La dispersion des graines de plantes peuvent également subir des conséquences, les espèces à grandes semences en particulier sont touchées par la disparition d’oiseaux et autres animaux responsables de la dispersion de leurs graines. La disparition de certaines sortes d’arbres peut avoir des conséquences importantes sur des processus de grande ampleur comme le cycle du carbone. “Les modifications observées sur les sortes d’arbres va, à long terme, modifier la quantité de carbone retenue par les arbres restants, tout comme les dégradations supplémentaires dues à la génétique des arbres à travers ce territoire fractionné,” affirme Jones. Actuellement, elle enquête sur les conséquences à long terme de la diminution de la dispersion des graines sur les écosystèmes de l’île de Balbina.
Toutes ces répercussions écologiques doivent être prises au sérieux, et surtout tant que les responsables du développement des barrages ne reconnaissent pas le réel potentiel de conservation des îles.
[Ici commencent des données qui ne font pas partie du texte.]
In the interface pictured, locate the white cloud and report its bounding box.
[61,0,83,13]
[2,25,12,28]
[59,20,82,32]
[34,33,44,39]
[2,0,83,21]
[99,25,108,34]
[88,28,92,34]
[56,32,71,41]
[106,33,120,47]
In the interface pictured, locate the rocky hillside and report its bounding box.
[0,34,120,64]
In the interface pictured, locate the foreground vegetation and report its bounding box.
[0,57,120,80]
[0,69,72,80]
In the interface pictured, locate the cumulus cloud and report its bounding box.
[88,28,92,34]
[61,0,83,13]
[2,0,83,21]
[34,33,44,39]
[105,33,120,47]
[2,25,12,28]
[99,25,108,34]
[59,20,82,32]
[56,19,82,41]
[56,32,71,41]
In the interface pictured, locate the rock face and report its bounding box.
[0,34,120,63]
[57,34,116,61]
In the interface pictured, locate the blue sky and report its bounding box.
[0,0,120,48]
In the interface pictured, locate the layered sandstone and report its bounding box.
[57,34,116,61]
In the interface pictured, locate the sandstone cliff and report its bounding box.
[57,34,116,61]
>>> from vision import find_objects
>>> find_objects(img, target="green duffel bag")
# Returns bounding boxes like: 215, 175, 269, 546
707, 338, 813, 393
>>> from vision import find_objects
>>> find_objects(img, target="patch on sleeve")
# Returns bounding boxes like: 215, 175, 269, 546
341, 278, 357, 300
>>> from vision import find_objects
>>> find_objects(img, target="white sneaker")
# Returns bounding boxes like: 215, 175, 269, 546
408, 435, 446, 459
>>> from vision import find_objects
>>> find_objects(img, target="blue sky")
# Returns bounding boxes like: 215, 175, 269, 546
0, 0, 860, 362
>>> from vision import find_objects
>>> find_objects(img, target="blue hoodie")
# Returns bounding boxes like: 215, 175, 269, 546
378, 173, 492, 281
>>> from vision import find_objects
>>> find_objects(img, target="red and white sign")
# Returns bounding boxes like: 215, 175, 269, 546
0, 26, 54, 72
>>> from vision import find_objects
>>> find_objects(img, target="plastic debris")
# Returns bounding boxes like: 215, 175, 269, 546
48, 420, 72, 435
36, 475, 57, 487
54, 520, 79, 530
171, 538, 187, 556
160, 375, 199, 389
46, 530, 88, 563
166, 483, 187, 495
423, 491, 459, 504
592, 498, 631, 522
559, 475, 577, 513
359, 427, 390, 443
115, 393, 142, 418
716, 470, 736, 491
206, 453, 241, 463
“Les écosystèmes meurent sous des milliers de coups, les rivières meurent sous des milliers de barrages,” a déclaré Peter Bosshard d’International Rivers. “Les barrages désintègrent les écosystèmes, qu’il s’agisse d’îles, de réserves isolées ou de rivières tronquées. Les responsables doivent prendre ces conséquences en considération lorsqu’ils comparent de nouveaux projets hydroélectriques et des solutions en matière d’énergie solaire, éolienne et autres.”
Jones est d’accord avec cette idée: “Les responsables du développement des barrages doivent prendre conscience et admettre que les îles ne peuvent pas être utilisées à des fins de conservation, et que les licences d’exploitation des barrages doivent prendre en considération l’impact sur les espèces isolées sur les îles. Si on prête véritablement attention aux conséquences et qu’on établit les compensations appropriées pour la biodiversité, ces développements pourraient fonctionner, tant sur le plan des besoins en énergie que sur le plan de la biodiversité.”